Low academic expectations at far too many schools

By Ruth Mitchell Guest columnist
Special to The Washington Post

The Seattle Times

5/17/04


WASHINGTON — In a high-school science class, students are learning the metric system to measure parts of a diagram. In a high-school English class, students are coloring shields that represent a Greek god or goddess. A 10th-grade biology class is cutting out labels to be glued on paper in the correct order of photosynthesis.

If you visited these classes and didn't look at the sign over the door of the school, you might think you were in an elementary school, or a middle school at best. But such classes are not atypical in large urban high schools, where, except for the Advanced Placement (AP) and honors classes, much of the classroom work is below grade level.

On one trip to a Midwestern city, I found one out of eight assignments at grade level in two high schools. A colleague popped in on about 40 English classes in the course of a day at a West Coast high school and found one — just one — class where real learning was going on.

This is the dirty secret in the wars over teacher quality: the low level of academic work at all levels in far too many schools. The consequences of low-level work are seen in poor test results: Students given only work that is below their grade level cannot pass standardized tests about material they have never seen.

No Molly today


Molly Ivins has been on vacation. Her syndicated column will return next Monday.



I'm not alone in trying to focus attention on the low level of teaching. A West Coast group called DataWorks has been analyzing the work given to students since the late 1990s. In one California elementary school, DataWorks found that 2 percent of the work in the fifth grade was on grade. That's not a misprint: 98 percent of the work that students were doing was at the level of the fourth, third, second and even first grades. In South Carolina, DataWorks looked at work assigned in 14 high schools and found that most of the 12th-grade work was just below 10th-grade level.

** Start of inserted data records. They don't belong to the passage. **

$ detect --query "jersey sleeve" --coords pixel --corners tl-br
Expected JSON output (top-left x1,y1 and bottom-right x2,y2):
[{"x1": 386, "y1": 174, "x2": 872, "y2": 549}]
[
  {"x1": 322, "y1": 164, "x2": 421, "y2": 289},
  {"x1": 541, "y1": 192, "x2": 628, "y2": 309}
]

The public is largely unaware of the problem. Those who follow education, write editorials and commentaries and make policy were themselves successful students who were in the highest tracks at their high schools, and their children are also successful students enjoying the best and most experienced teachers, because they're in the AP and International Baccalaureate (IB) classes. Legislators and policymakers tend to come from a social class in which people not only have benefited from good teachers but also have fond memories of a particular teacher or teachers who turned them on to the pleasures of poetry or the intricacies of DNA.

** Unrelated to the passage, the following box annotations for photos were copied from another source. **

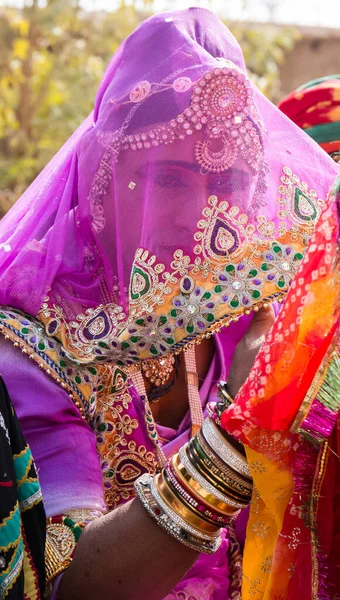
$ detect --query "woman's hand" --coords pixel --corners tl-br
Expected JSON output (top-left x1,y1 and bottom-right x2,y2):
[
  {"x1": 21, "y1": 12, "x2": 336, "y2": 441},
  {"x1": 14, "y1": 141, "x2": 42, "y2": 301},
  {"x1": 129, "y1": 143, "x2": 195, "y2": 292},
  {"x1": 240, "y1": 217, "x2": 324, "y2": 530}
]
[{"x1": 228, "y1": 305, "x2": 275, "y2": 398}]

Students in the schools we visit are not turned on. Black, brown, speaking broken or accented English, with cultural values clashing with those of the white middle class, they are seen as needing elementary instruction in secondary school; as capable only of drawing and coloring; as in need of discipline rather than encouragement. They are asked to make acrostics in middle-school social studies; to write eight sentences in high school English class; and to fill out endless worksheets in math class.

Teachers say they have to teach the students where they are, which means at sixth-grade level in high school if they can't read well. Their attitude may be compassionate, but it is misguided. There's ample evidence that accelerating instruction works better than retarding it in the name of remediation. Observations made in the Dallas Unified School District show that students who score well have teachers who cover the curriculum appropriate to the grade level. These teachers spend little time on drill and practice, and don't remediate in the classroom but rather get help for students outside of class.

Too often, however, policymakers accept the teaching profession's excuses — students' background and lack of parental support — for student failure. Policymakers don't visit classrooms or, as we do, sit in on teacher meetings designed to help teachers reflect on their work. The experience can be profoundly depressing: In the West Coast high school, students in English classes were sleeping through movies, even in AP classes. And four of the teachers were late for class themselves.

Teachers have themselves been badly served by the educational system. Poorly trained for the most part and without subject-matter degrees at the elementary level, they are now being faced with requirements that students learn material at certain grade levels — material that in some cases, such as elementary mathematics and science, teachers don't know themselves. Teachers have been trained to think their work is done if they have delivered the material in the textbook, kept the class from bothering the principal and assigned grades that don't fail too many students.

Their training was simply not adequate to the new demands of standards-based accountability. No wonder there's such an outcry against the accountability provisions of the No Child Left Behind Act.

But no matter how much we may sympathize with the teachers, our concern must be with the children. The most pressing need in education for kindergarten through 12th grade today is massive teacher retraining. School boards and administrators who do not act to provide it are betraying the public trust.

Ruth Mitchell is an educational consultant.